Britain could offer loan to help Tata steel plant purchaser – source

The Tata Steel logo is seen at the Tata Steel rails factory in Hayange

Britain could offer a state loan on commercial terms to help tempt a potential purchaser for Tata Steel’s Port Talbot steelworks, a government source said on Tuesday.

Prime Minister David Cameron, who has called an referendum on EU membership for June 23, is under pressure to keep Tata‘s British steel plants open after the Indian conglomerate said last month that it was selling up in Britain.

Business Secretary Sajid Javid had said on Monday that the government would consider “co-investing” with a buyer on commercial terms to help ensure the future of Tata‘s flagship Port Talbot plant in south Wales.

Though Cameron has said nationalisation is not the right answer, Javid’s comment on co-investing was interpreted by The Financial Times and The Guardian newspapers as opening up the possibility of the state taking an equity stake in Port Talbot.

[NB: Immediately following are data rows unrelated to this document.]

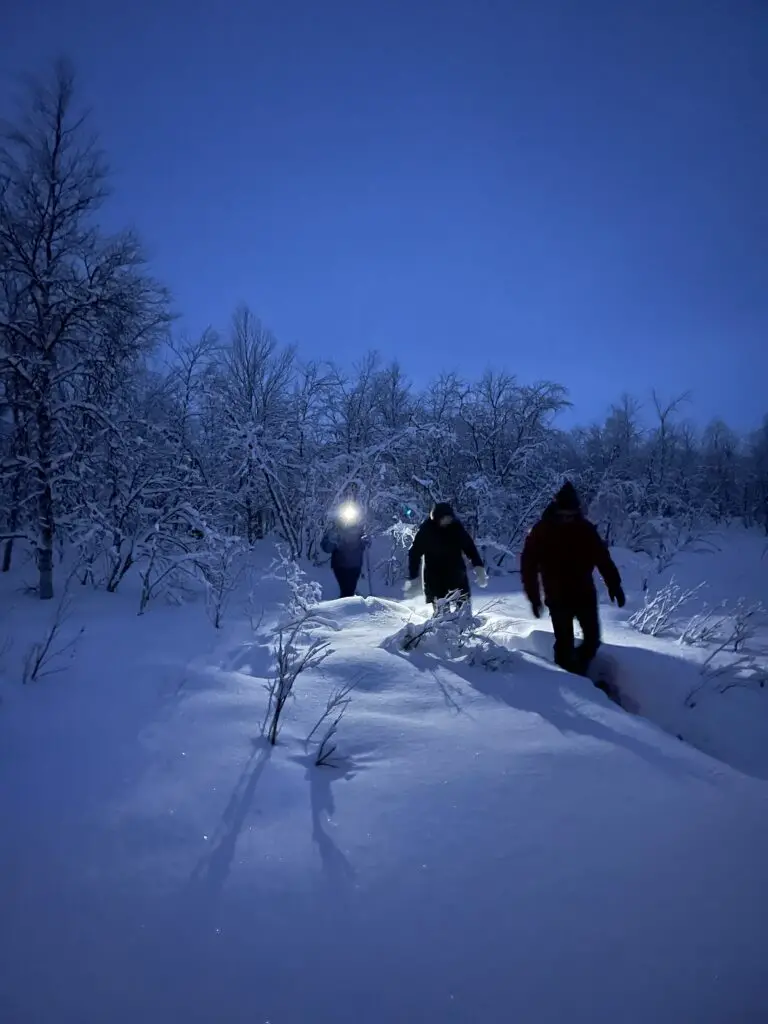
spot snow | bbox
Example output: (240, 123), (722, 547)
(1, 530), (768, 1023)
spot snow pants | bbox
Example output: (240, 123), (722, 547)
(548, 591), (601, 675)
(333, 566), (361, 598)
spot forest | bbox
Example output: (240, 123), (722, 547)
(2, 64), (767, 602)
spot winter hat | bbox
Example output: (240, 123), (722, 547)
(554, 481), (581, 511)
(431, 502), (455, 521)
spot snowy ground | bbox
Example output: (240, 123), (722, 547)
(1, 529), (767, 1023)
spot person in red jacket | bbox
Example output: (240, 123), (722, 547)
(520, 481), (625, 676)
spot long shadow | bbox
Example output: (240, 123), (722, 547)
(188, 737), (272, 896)
(301, 755), (356, 889)
(392, 647), (470, 715)
(445, 654), (722, 785)
(130, 741), (273, 1004)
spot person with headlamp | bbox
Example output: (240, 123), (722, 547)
(320, 501), (371, 598)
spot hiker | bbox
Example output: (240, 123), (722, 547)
(405, 502), (487, 613)
(321, 502), (371, 598)
(520, 481), (625, 675)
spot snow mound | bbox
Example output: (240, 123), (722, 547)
(2, 591), (767, 1023)
(381, 606), (521, 673)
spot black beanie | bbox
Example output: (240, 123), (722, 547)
(554, 481), (580, 511)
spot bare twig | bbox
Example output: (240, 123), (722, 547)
(684, 600), (766, 707)
(628, 578), (705, 637)
(311, 681), (357, 767)
(262, 615), (333, 744)
(22, 590), (84, 683)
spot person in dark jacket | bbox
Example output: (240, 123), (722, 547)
(321, 505), (371, 598)
(405, 502), (487, 613)
(520, 481), (625, 676)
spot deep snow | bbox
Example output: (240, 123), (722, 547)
(1, 529), (767, 1023)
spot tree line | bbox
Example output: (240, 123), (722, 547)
(2, 64), (766, 600)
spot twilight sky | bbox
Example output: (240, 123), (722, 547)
(1, 0), (766, 429)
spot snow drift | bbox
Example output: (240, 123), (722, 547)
(1, 568), (767, 1023)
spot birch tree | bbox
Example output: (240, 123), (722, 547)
(0, 61), (170, 597)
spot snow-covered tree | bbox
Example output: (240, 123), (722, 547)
(0, 62), (170, 597)
(3, 59), (766, 605)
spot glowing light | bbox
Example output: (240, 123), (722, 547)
(337, 501), (361, 526)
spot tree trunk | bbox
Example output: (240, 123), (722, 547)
(2, 475), (22, 573)
(36, 367), (56, 600)
(245, 492), (255, 544)
(1, 539), (14, 575)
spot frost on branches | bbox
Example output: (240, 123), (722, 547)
(682, 600), (767, 708)
(391, 595), (517, 673)
(628, 579), (706, 637)
(2, 67), (768, 603)
(262, 549), (334, 745)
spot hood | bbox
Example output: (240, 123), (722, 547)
(430, 501), (454, 520)
(553, 480), (581, 512)
(431, 502), (455, 522)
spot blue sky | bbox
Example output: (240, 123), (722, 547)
(2, 0), (766, 429)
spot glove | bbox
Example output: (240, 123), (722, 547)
(610, 586), (626, 609)
(475, 566), (488, 588)
(403, 578), (420, 597)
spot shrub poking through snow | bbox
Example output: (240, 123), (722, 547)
(395, 595), (517, 671)
(306, 680), (356, 766)
(628, 578), (705, 637)
(685, 658), (768, 709)
(266, 544), (322, 617)
(683, 600), (767, 708)
(397, 590), (471, 652)
(263, 619), (332, 745)
(195, 530), (247, 628)
(262, 548), (334, 745)
(137, 530), (198, 615)
(22, 587), (84, 684)
(679, 605), (729, 648)
(378, 521), (418, 587)
(680, 598), (765, 651)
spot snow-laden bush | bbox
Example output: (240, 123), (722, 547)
(680, 599), (765, 650)
(261, 549), (335, 745)
(679, 606), (729, 648)
(629, 520), (719, 586)
(138, 534), (197, 614)
(628, 578), (705, 637)
(3, 66), (768, 605)
(685, 653), (768, 709)
(392, 595), (517, 672)
(682, 599), (767, 708)
(378, 521), (418, 587)
(195, 530), (248, 628)
(264, 617), (332, 745)
(265, 545), (322, 618)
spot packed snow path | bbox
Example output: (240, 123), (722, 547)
(1, 589), (767, 1023)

The government source, who spoke on condition of anonymity due to the sensitivity of the situation, said that there was only a remote possibility that the state would end up taking an equity share in the Port Talbot operation.

The source said that a government loan as part of a deal with other investors was the “likeliest scenario” for the purchase of the steelworks.

As many as 15,000 jobs are in danger in Britain after Tata said it was is selling its British steel operations because of a global oversupply of steel, cheap imports from China, high manufacturing costs and weak domestic demand.

For free-market politicians such as Javid who has styled himself as an heir to former Conservative prime minister Margaret Thatcher, nationalisation is ideologically unpalatable.

Tata Steel is the second-largest steel producer in Europe with a diversified presence across the continent. It has a crude steel production capacity of over 18 million tonnes per annum (mtpa) in Europe, but only 14 mtpa is operational.

Announcing its decision to pull out of the UK in March, Tata said it could no longer endure mounting losses caused by increased shipments to Europe from countries like China, high manufacturing costs and domestic market weakness.

Nevertheless, the government says it is hopeful of finding another buyer, although that process could take some time given the complexity of any deal, including negotiations over everything from pensions liabilities to energy subsidies.

On Monday, Tata agreed to sell a steelworks in northern England to investment firm Greybull Capital for 1 pound, saving a third of the job at risk in Britain.